Anomali Antara Kebijakan dan Kebijaksanaan

Artikel

SWARAKALTARA.COM – Dalam logika rasional, kebijakan merupakan regulasi yang telah ditetapkan sebagai kunci utama keteraturan secara bersama dengan tujuan adanya hierarki aturan yang jelas dan dipatuhi dalam suatu kelompok atau organisasi. Tujuannya jelas, kepatuhan administratif agar tidak terjadi kekacauan atas sistem yang dibuat. Namun akan ada sebuah anomali ketika ia dihadapkan dengan kebutuhan bersama yang dilandasi prinsip kesepakatan atas dasar kebutuhan, terlebih yang dibicarakan adalah tujuan serta hakikat membaik dan menyingkap tabir dibalik regulasi itu sendiri terhadap sistem berjalan. Atau apakah menjadi haram bagi aturan/regulasi jika ia diurai dengan proses nan bijaksana?

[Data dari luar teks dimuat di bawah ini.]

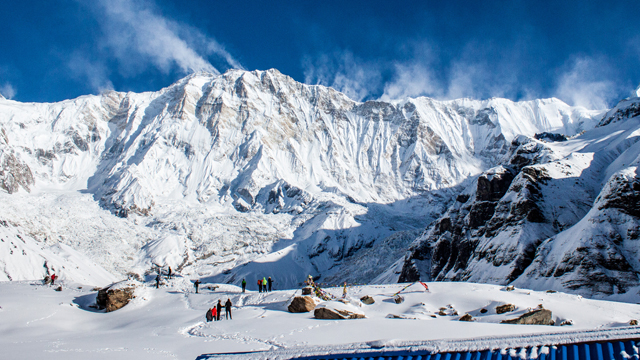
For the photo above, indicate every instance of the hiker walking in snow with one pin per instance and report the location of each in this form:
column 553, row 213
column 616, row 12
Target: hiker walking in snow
column 219, row 306
column 227, row 309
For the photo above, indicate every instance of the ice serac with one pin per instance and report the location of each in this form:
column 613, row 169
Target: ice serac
column 252, row 172
column 561, row 215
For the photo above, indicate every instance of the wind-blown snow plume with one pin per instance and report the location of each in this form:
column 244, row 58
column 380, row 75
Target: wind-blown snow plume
column 135, row 27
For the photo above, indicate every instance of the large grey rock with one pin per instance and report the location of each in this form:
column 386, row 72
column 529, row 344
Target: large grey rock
column 367, row 300
column 505, row 308
column 113, row 299
column 335, row 314
column 536, row 317
column 301, row 304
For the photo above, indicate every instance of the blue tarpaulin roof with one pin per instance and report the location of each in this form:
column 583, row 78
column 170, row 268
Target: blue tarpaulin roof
column 612, row 350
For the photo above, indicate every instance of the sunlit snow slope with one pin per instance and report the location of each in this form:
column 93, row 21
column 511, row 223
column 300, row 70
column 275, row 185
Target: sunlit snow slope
column 248, row 174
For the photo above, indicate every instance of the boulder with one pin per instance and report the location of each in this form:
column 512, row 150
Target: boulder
column 301, row 304
column 505, row 308
column 536, row 317
column 335, row 314
column 113, row 299
column 367, row 300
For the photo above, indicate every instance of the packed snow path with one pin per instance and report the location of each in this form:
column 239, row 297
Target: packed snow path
column 38, row 322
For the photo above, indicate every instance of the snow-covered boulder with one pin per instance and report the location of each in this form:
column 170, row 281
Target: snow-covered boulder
column 302, row 304
column 337, row 310
column 536, row 317
column 116, row 296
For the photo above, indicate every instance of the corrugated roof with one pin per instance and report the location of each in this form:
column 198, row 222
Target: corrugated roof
column 612, row 350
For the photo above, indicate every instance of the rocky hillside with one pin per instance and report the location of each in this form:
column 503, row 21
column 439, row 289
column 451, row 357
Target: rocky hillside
column 228, row 175
column 561, row 215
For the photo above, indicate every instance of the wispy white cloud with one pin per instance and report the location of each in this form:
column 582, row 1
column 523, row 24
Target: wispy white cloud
column 7, row 90
column 585, row 83
column 135, row 30
column 343, row 72
column 95, row 73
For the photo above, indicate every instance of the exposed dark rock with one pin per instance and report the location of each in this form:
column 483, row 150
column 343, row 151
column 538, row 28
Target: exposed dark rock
column 335, row 314
column 505, row 308
column 536, row 317
column 368, row 300
column 550, row 136
column 113, row 299
column 301, row 304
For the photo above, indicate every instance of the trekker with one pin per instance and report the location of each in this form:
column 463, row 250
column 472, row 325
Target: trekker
column 219, row 306
column 227, row 309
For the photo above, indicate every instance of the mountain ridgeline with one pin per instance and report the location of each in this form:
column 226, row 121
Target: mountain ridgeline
column 250, row 173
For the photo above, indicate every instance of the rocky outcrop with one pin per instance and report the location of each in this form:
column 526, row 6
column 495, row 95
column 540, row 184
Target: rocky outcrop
column 367, row 300
column 505, row 308
column 335, row 314
column 301, row 304
column 536, row 317
column 114, row 299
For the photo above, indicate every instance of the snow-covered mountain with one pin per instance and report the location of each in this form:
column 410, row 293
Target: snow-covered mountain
column 251, row 174
column 558, row 215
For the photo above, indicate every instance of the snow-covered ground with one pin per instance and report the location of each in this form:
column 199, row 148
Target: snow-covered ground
column 37, row 322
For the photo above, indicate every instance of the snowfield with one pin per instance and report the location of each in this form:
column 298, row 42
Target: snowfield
column 38, row 322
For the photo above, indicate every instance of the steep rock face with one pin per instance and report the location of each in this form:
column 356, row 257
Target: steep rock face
column 554, row 215
column 219, row 169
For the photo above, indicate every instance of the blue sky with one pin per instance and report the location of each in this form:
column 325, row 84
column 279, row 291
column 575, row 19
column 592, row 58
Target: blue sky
column 583, row 52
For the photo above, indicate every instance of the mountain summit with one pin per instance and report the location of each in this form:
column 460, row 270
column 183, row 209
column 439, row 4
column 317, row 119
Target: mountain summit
column 250, row 173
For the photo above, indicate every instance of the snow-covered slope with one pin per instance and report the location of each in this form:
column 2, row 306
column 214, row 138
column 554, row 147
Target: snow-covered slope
column 229, row 176
column 38, row 322
column 561, row 215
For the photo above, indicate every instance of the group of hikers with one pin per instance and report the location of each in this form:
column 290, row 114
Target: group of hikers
column 264, row 285
column 215, row 313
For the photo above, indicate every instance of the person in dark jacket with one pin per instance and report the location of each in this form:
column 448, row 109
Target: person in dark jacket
column 219, row 306
column 227, row 309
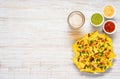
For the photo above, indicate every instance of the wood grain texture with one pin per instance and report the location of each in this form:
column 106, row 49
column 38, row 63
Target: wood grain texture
column 35, row 39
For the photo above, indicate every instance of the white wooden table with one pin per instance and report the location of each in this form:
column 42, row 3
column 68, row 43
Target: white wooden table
column 35, row 39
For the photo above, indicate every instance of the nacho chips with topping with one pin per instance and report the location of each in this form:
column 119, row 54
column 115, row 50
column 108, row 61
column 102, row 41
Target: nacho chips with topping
column 93, row 53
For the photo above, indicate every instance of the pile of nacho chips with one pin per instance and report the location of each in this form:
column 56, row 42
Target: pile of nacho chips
column 93, row 53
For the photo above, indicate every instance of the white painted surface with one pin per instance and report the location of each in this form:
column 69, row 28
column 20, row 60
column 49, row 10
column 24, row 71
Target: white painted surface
column 35, row 40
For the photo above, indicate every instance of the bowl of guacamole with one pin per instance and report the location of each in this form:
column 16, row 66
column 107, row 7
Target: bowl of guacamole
column 97, row 19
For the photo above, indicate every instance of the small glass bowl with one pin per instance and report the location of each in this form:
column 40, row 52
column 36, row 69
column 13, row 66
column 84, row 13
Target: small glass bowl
column 76, row 19
column 107, row 6
column 113, row 30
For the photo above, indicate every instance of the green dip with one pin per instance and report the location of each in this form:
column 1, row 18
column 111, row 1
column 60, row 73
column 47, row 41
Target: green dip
column 96, row 19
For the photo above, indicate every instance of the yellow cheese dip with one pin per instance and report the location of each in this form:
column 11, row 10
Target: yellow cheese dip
column 109, row 11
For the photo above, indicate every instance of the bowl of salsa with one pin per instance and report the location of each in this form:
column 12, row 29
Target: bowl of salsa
column 109, row 11
column 109, row 27
column 97, row 19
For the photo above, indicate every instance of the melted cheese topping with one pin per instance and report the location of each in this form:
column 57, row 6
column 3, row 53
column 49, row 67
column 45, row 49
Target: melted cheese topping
column 93, row 53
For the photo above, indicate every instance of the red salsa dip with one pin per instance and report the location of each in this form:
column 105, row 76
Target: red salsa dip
column 109, row 26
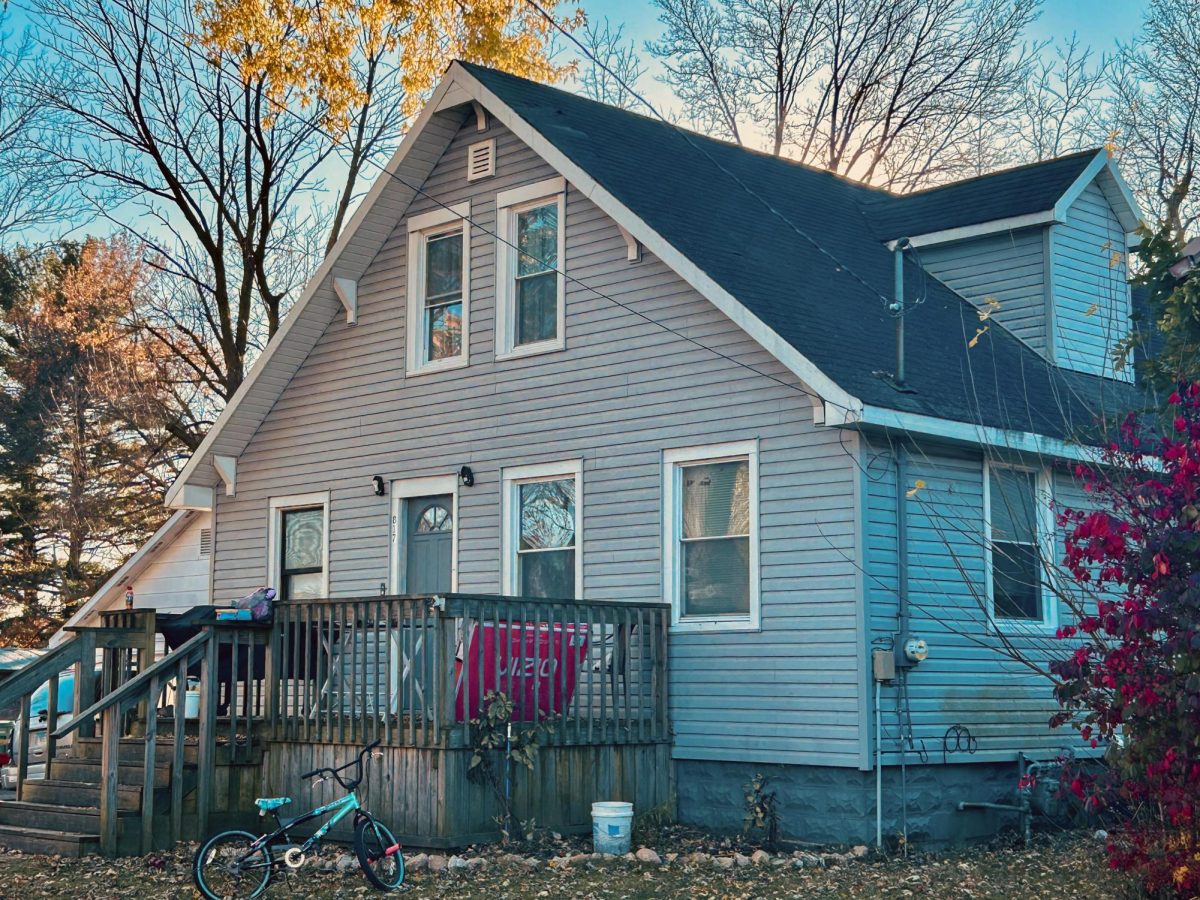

Perjalanan bangsa ini dipenuhi peristiwa-peristiwa heroik yang berujung pada kemerdekaan fisik yang telah tercapai. Dalam perjalananya hingga ke abad 21 ini terdapat keteraturan-keteraturan antara hubungan sosial masyarakat dengan indeks kemajuan bangsa jika dilihat dari perspektif law enforcement. Itu semua dikebut dan disinkronkan melalui terbitan-terbitan regulasi atau aturan yang wajib untuk dipatuhi karena akan ada sanksi untuk ketidakpatuhan terhadap aturan tersebut. Sebutlah dari bawah ada Perda, Kepres, PP, Perppu, UU, Tap MPR, hingga aturan sakral general UUD 1945. Semuanya dijalankan dengan tujuan tercapainya kehidupan berbangsa dan bernegara yang harmonis dan berjalan sesuai dengan cita-cita luhur bangsa Indonesia yang tergambar melalui butir-butir sila dalam pancasila.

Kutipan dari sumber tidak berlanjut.